Salon's "Best Movie Scene of the Year"


I was going to start the New Year with my picks for the 10 Best of the Decade, in Movies, TV and Theatre until I came across this article (via) calling a scene I found particularly brilliant the Best Movie Scene of the Year, from Matt Reeves 'cover version" of 2008's Let the Right One in.

Let Me In isn't exactly a remake of that particular film, as Salon columnist Matt Zoller Seitz points out, but just Reeve's personal take on the same material. Let Me In was my #2 pick (so far) for 2010 and I was actually sad that it didn't receive the box office it deserved. I briefly mentioned the scene in my original review, but after seeing the clip embedded below, I have become even more enamored of its composition and cinematography. As Seitz points out, Reeve does indeed have "the patience of a spider." He takes his time throughout the film to develop character, atmosphere and suspense and doesn't cheapen the material with "cat jump" scares and gore just for the sake of gore.

In the scene, Abby's (Chloe Moretz) 'father' (Richard Jenkins) sets out to find food for his charge. His plans are sent awry with the addition of an unexpected character, leading up to an event which explains the film's opening sequence. Like Hitchcock's "bomb under the table" scenario, Reeve lingers over the 'bomb' (Jenkins) while we hear the other characters' nonchalant and unknowing conversation. Reeve masterfully builds tension while working toward a startlingly thrilling stunt sequence.  Here, see for yourselves:



Now that's some prime filmmaking, my friends. I'm looking forward to see what Reeve still has up his sleeve (and had no intention of making a rhyme).
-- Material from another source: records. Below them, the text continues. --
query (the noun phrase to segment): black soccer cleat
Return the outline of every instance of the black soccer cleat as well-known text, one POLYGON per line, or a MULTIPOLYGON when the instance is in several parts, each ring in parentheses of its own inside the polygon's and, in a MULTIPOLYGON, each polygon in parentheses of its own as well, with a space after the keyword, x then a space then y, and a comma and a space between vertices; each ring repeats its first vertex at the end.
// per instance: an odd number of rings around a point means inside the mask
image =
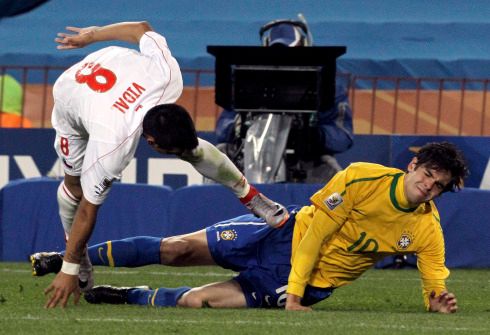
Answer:
POLYGON ((148 286, 116 287, 110 285, 98 285, 94 286, 91 290, 86 291, 83 294, 83 297, 90 304, 127 304, 129 291, 136 288, 150 289, 148 286))
POLYGON ((63 265, 63 256, 58 252, 37 252, 29 257, 32 275, 41 277, 48 273, 58 273, 63 265))

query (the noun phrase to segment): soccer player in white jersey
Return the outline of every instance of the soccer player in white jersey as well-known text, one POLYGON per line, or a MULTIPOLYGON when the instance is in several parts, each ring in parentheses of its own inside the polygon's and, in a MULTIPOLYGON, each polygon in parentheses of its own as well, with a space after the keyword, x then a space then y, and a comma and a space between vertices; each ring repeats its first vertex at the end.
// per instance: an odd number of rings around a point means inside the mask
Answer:
POLYGON ((55 149, 63 162, 58 188, 59 213, 67 238, 63 266, 51 285, 45 307, 66 306, 73 293, 93 285, 86 244, 97 210, 112 182, 134 156, 143 135, 160 153, 176 154, 205 177, 229 187, 269 225, 280 227, 289 214, 253 186, 212 144, 197 138, 187 111, 175 104, 182 75, 165 38, 146 22, 103 27, 67 27, 58 49, 82 48, 98 41, 139 43, 139 51, 107 47, 66 70, 53 89, 55 149))

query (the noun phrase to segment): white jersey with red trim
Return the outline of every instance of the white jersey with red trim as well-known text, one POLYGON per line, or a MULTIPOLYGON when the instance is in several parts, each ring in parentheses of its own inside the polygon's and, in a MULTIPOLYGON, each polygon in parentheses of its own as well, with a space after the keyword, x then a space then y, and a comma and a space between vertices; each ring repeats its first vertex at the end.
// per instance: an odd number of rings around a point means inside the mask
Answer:
POLYGON ((145 33, 140 52, 107 47, 66 70, 53 89, 55 148, 65 172, 80 175, 84 196, 106 197, 134 157, 146 112, 182 93, 179 65, 165 38, 145 33))

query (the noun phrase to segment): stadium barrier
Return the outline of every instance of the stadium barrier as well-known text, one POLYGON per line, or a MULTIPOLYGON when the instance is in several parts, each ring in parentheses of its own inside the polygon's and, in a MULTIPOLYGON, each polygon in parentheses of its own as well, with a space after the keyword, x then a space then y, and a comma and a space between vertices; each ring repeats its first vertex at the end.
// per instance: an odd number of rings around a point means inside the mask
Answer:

And just as a spoilery side note: while Seitz mentions the song on the radio, he (maybe deliberately) fails to mention how appropriate it is for what happens after the clip ends.
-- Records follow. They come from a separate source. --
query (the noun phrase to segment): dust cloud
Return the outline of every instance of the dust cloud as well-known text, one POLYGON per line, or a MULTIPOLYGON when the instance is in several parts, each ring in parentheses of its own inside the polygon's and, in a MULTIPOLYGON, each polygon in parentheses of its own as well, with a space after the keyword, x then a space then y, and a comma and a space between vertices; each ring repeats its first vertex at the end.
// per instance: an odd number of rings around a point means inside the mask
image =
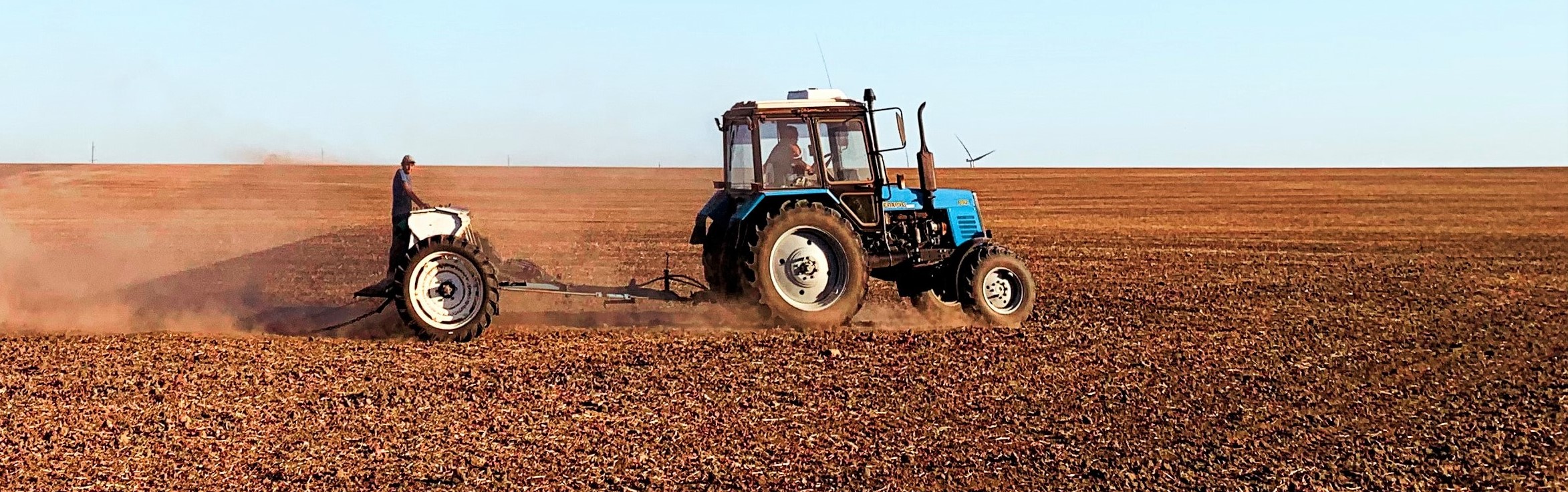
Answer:
POLYGON ((221 309, 160 312, 127 301, 122 280, 160 262, 121 244, 96 237, 69 251, 41 248, 31 230, 0 215, 0 332, 237 331, 221 309))

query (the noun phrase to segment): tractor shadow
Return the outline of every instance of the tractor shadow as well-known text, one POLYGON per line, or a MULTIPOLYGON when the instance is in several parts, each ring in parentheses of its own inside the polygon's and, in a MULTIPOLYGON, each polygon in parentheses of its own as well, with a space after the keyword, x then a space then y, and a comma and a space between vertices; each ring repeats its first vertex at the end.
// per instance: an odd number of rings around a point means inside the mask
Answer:
POLYGON ((384 227, 345 227, 130 285, 121 296, 152 324, 182 313, 221 313, 234 329, 248 332, 408 337, 412 332, 390 306, 354 324, 321 331, 381 304, 356 301, 353 293, 381 277, 386 235, 384 227))

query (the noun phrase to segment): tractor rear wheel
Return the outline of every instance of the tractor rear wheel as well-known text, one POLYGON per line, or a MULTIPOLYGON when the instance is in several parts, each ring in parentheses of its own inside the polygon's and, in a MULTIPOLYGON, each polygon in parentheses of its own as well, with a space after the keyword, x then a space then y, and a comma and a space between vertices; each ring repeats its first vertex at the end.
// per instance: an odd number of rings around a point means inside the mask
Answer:
POLYGON ((423 340, 469 342, 500 313, 495 266, 478 244, 450 235, 414 244, 397 295, 403 323, 423 340))
POLYGON ((975 246, 958 265, 958 302, 989 326, 1019 327, 1035 309, 1035 277, 1002 246, 975 246))
POLYGON ((764 320, 795 327, 850 323, 866 301, 870 270, 855 227, 839 212, 786 202, 756 227, 743 287, 764 320))

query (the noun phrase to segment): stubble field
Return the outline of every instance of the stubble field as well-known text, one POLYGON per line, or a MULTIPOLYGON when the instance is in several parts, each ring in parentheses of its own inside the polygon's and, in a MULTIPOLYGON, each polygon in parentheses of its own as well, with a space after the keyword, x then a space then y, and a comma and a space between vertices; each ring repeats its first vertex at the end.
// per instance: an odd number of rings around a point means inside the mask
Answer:
MULTIPOLYGON (((1568 169, 944 169, 1022 329, 370 306, 390 166, 0 166, 0 489, 1562 489, 1568 169)), ((699 273, 717 169, 420 168, 502 254, 699 273)))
I hope you  had a wonderful time last night and no hangover this morning; I hope you all find yourselves that much closer to your hearts' desires and I hope we all get to see better movies than 2010 gave us.

More, anon.
Prospero

1 comment:

Sean said...

I was surprised that it was one of the 5 (I can't remember the exact number) lowest grossing films released on 1000 or more screnes.